まず、新しい手順の時と同様にターゲットタイプを指定しますが、この時にHTTPを選択します。
そうすると、以下のような画面になるため、ガイドにのっとって設定を行い、画面下部の作成を押します。
これで古い手順でのスケジュールの作成が完了しますが、違いは一目瞭然だったと思います。
新しい方法のメリットとデメリット
今回の新しい手順のメリットとデメリットを考えてみたいと思います。
メリット
シンプルな設定: 新しい方法は設定が簡素化されており、以前よりも迅速にスケジュールジョブを設定できます。これは時間を節約したい開発者にとって大きな利点です。
Workflowsのログレベルの設定が可能: 今回は設定していませんが、Cloud Scheduler側からWorkflowsのログレベルを指定できるようになっているため、柔軟な設定を行うことが可能になります。

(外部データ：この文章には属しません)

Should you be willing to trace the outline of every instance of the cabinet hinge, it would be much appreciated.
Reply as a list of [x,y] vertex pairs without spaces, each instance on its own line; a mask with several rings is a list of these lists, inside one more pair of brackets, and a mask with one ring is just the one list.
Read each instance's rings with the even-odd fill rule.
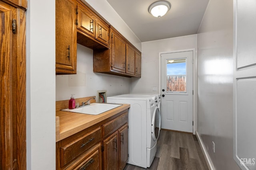
[[15,34],[16,33],[16,20],[15,19],[12,19],[12,33]]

統合の向上: Workflowsとの更なる統合により、スケジュールしたジョブとワークフローの連携がより密接になり、フリクションレスな体験が得られます。
デメリット
ドキュメントの不足: 今回利用した公式ドキュメントのガイドはまだ古いスケジュールの作成方法しか載っていません(2024年2月)。十分なドキュメントやベストプラクティスが提供されていないため、初期の導入を難しくする要因となり得ます。

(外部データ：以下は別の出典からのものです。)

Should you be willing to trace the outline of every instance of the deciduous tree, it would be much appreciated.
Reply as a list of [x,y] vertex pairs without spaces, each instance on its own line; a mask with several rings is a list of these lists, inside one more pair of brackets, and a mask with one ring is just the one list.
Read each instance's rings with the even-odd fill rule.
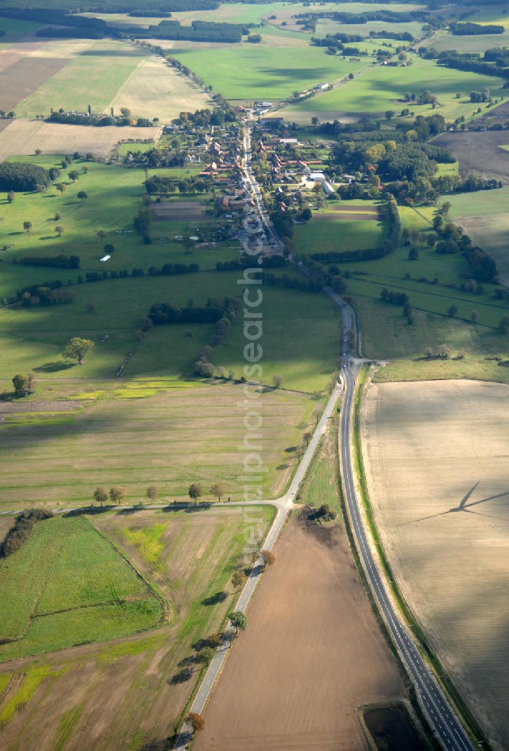
[[155,485],[149,485],[146,489],[146,497],[151,501],[155,500],[158,497],[158,489]]
[[236,590],[242,590],[242,587],[247,581],[247,576],[243,571],[236,571],[233,572],[233,575],[231,578],[231,583]]
[[194,502],[197,502],[198,498],[201,498],[203,493],[201,489],[201,485],[197,482],[193,482],[189,485],[189,490],[188,490],[189,498],[192,499]]
[[224,483],[216,482],[215,485],[210,488],[210,492],[212,496],[215,496],[218,501],[221,501],[221,496],[224,494]]
[[198,655],[198,659],[200,662],[203,662],[204,665],[209,665],[214,659],[215,653],[212,647],[204,647]]
[[264,562],[264,566],[272,566],[276,560],[276,556],[272,550],[262,550],[260,557]]
[[125,490],[123,487],[119,487],[118,485],[114,485],[113,487],[110,488],[110,500],[112,503],[116,503],[120,505],[122,501],[125,500]]
[[94,490],[94,500],[96,503],[100,503],[102,506],[103,503],[106,503],[107,499],[108,494],[106,491],[106,488],[98,486]]
[[228,613],[228,618],[235,629],[236,634],[239,633],[239,629],[241,631],[245,631],[248,619],[242,611],[233,611],[232,613]]
[[29,379],[26,376],[18,373],[12,379],[12,385],[14,387],[14,396],[20,398],[26,397],[29,394]]
[[200,732],[205,727],[205,720],[200,714],[197,712],[191,712],[190,715],[188,716],[188,719],[193,726],[193,731]]
[[93,346],[94,342],[89,339],[73,336],[64,350],[64,357],[67,360],[77,360],[78,363],[83,365],[84,357]]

移行の手間: 既存のスケジュールジョブを新しい形式に移行する必要はありませんが、新規で新しいジョブを作成する際の手順書などの見直しが発生する可能性があります。これは一時的に作業負荷を増加させるかもしれません。
おわりに
今回の記事では、Cloud SchedulerからWorkflowsを呼び出す際の新しい設定方法を紹介しました。この方法を使用することで、より簡単にCloud SchedulerからWorkflowsを呼び出すことができるようになります。
皆さんが新しいCloud SchedulerとWorkflowsの呼び出しの設定方法を採用する際に、この記事が一助となれば幸いです。次なるアップデートでまたお会いしましょう!